I only remember seeing it a few times, heck I may even just remember it because hearing the rest of the family talk about it. It's a family story, you remember how.... Supposedly that bird hung around there for several years and it would show up when grampa had reason to sit out side for long, he was the only one it would get close to.
 

Redbow

Senior Member
My Grandpa was born in 1892 and my Grandma in 1898, both of them used to tell us grandkids about the depression and how bad it was for many folks, especially the town people..My Grandparents lived on and ran the family farm so they could raise what they needed to eat, veggies, Hogs and Chickens..Grandma sold eggs in town for a few cents a dozen and at times bartered for her coffee, flour and sugar. They also sold a ham or shoulder every once in a while for a few dollars. Even after I came along in 1946 my Grandparents still talked about how hard times were during the great depression...Grandpa never would put a dime in any bank, he knew a few folks back then who lost everything they had when the banks were closed during that era..We always grew tobacco, cotton and corn for the livestock. Grandpa and Grandma finally got electric lights in 1955...Grandpa didn't enjoy that for long, he passed on in 1958, I still miss that old man today..
 

CAnderson

Senior Member
Both my grandpas worked together in Centre, Alabama on the highway crew for the county on the tar wagon. It was a job where they had to spray hot tar on the highway out of a mule drawn boiler. I was told they would quit the job to pick crops when it was harvest time for cotton or beans, but the job was always there when they went back because no one else would take it. Only one was still around when I was born and I still remember the scars he had all over his arms and back from the tar, along with a wide deep scar on the top of his head from when the tar bubbled out of the boiler. The one that passed before I was born had more scars from when the boiler exploded and covered him in tar from head to waist on his back. My mom said it happened on a Thursday and he had to lay on his stomach for days until they could slowly peel it all off, but he was back on the job on Monday.
I have pictures of the house my dad grew up in that showed it as a two story with one big room on the second floor that all 8 kids slept in. But when the house needed new siding they could only afford to do the first floor so they cut the second floor off and dropped the roof down.
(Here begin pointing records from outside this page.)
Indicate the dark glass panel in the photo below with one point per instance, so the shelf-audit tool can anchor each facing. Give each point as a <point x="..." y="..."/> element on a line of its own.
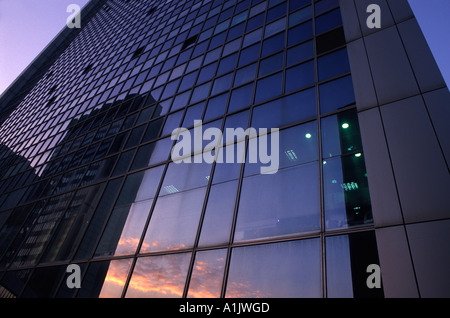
<point x="279" y="270"/>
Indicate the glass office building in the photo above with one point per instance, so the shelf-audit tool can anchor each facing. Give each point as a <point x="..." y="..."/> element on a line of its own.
<point x="87" y="178"/>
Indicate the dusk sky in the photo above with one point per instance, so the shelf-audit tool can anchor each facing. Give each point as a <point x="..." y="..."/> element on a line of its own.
<point x="27" y="26"/>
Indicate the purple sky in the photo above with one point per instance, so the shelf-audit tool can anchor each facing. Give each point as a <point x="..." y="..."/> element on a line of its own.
<point x="27" y="26"/>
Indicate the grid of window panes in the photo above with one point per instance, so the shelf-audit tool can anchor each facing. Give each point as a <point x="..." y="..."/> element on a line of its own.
<point x="86" y="175"/>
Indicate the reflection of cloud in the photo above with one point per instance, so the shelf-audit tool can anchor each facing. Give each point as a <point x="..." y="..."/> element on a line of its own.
<point x="244" y="290"/>
<point x="206" y="281"/>
<point x="115" y="279"/>
<point x="127" y="245"/>
<point x="159" y="276"/>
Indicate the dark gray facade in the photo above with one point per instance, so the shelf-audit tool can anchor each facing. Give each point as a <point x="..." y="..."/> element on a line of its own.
<point x="403" y="108"/>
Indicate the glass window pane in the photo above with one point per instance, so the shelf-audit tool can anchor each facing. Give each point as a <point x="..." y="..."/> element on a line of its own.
<point x="300" y="33"/>
<point x="328" y="21"/>
<point x="333" y="64"/>
<point x="279" y="204"/>
<point x="346" y="192"/>
<point x="133" y="227"/>
<point x="300" y="16"/>
<point x="271" y="64"/>
<point x="245" y="75"/>
<point x="159" y="276"/>
<point x="273" y="45"/>
<point x="336" y="94"/>
<point x="115" y="278"/>
<point x="279" y="270"/>
<point x="193" y="113"/>
<point x="152" y="153"/>
<point x="348" y="257"/>
<point x="222" y="84"/>
<point x="219" y="214"/>
<point x="216" y="107"/>
<point x="226" y="171"/>
<point x="241" y="97"/>
<point x="300" y="53"/>
<point x="185" y="176"/>
<point x="172" y="122"/>
<point x="290" y="109"/>
<point x="207" y="275"/>
<point x="297" y="145"/>
<point x="174" y="221"/>
<point x="249" y="54"/>
<point x="300" y="76"/>
<point x="269" y="87"/>
<point x="275" y="27"/>
<point x="341" y="134"/>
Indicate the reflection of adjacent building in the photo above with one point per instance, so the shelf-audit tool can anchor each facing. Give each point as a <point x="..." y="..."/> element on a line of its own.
<point x="51" y="229"/>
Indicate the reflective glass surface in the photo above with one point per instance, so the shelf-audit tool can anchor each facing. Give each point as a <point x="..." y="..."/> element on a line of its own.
<point x="87" y="177"/>
<point x="207" y="275"/>
<point x="159" y="276"/>
<point x="290" y="269"/>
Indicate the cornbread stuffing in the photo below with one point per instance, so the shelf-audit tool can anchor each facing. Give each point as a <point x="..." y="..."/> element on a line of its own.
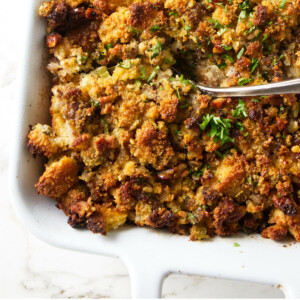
<point x="133" y="142"/>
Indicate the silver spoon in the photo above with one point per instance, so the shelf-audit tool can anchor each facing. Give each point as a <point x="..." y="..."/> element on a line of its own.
<point x="277" y="88"/>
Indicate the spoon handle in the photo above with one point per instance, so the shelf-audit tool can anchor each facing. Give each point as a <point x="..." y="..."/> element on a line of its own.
<point x="278" y="88"/>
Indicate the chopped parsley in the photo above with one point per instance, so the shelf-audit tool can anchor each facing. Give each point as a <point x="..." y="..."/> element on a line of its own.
<point x="254" y="64"/>
<point x="154" y="28"/>
<point x="153" y="74"/>
<point x="156" y="49"/>
<point x="126" y="64"/>
<point x="244" y="81"/>
<point x="282" y="4"/>
<point x="225" y="47"/>
<point x="143" y="71"/>
<point x="108" y="46"/>
<point x="95" y="103"/>
<point x="134" y="31"/>
<point x="241" y="52"/>
<point x="172" y="13"/>
<point x="219" y="128"/>
<point x="240" y="110"/>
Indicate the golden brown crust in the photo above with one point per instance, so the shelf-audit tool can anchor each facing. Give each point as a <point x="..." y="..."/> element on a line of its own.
<point x="58" y="178"/>
<point x="148" y="147"/>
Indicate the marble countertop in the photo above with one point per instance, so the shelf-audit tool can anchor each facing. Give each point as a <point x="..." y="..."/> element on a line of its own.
<point x="31" y="268"/>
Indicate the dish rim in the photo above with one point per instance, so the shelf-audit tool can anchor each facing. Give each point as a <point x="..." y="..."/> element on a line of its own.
<point x="134" y="244"/>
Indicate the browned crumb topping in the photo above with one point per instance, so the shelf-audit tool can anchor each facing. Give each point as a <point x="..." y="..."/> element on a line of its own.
<point x="132" y="142"/>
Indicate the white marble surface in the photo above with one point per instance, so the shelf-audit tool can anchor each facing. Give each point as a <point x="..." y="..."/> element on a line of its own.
<point x="30" y="268"/>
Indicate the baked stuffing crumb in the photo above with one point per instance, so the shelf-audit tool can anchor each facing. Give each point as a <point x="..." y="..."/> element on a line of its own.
<point x="132" y="142"/>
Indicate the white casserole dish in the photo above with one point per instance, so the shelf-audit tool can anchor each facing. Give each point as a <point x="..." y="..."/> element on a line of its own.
<point x="148" y="254"/>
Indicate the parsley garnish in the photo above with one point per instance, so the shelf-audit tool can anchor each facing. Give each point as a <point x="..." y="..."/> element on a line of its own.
<point x="244" y="81"/>
<point x="254" y="64"/>
<point x="154" y="28"/>
<point x="240" y="110"/>
<point x="156" y="49"/>
<point x="219" y="128"/>
<point x="241" y="52"/>
<point x="153" y="74"/>
<point x="126" y="64"/>
<point x="282" y="4"/>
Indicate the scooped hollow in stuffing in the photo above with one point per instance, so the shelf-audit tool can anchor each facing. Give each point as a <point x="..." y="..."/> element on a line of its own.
<point x="132" y="142"/>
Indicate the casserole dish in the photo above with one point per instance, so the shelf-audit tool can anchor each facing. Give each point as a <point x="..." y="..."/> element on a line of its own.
<point x="148" y="255"/>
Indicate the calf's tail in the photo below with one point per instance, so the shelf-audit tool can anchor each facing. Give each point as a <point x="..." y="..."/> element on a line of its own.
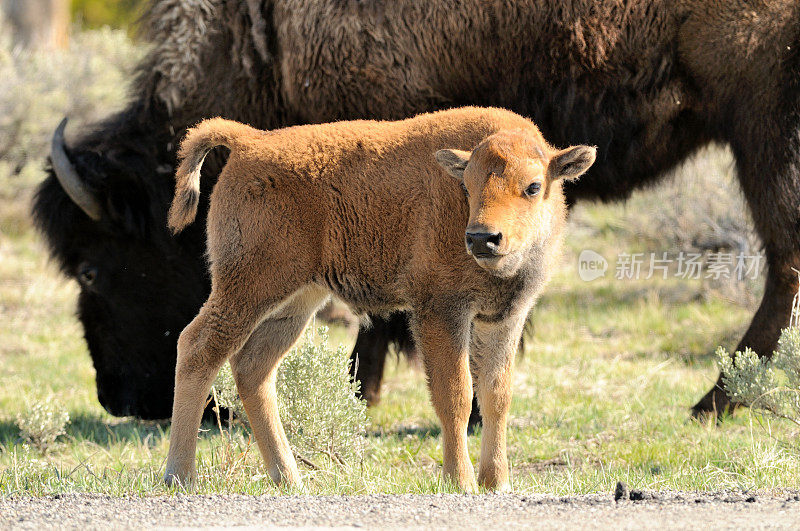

I always thought they were joking until I helped redo the siding when I was a teenager and found the saw marks and cut down wall studs.
My great grandmother, born in 1910, lived to 96 and had 13 kids. She ate bacon every morning, had fatback in every green or bean she cooked, dipped snuff until 94, and hadn't been to the doctor in 50+ years until a neighbors dog jumped up on her when she was in her 2 acre garden that she planted every year, by hand, and broke both her hips at 92. We would go to her house a few weeks every year around the holidays and she would work me and my brother harder then I'd ever worked and we still couldn't keep up with her. She outlived half her kids, and few grand kids.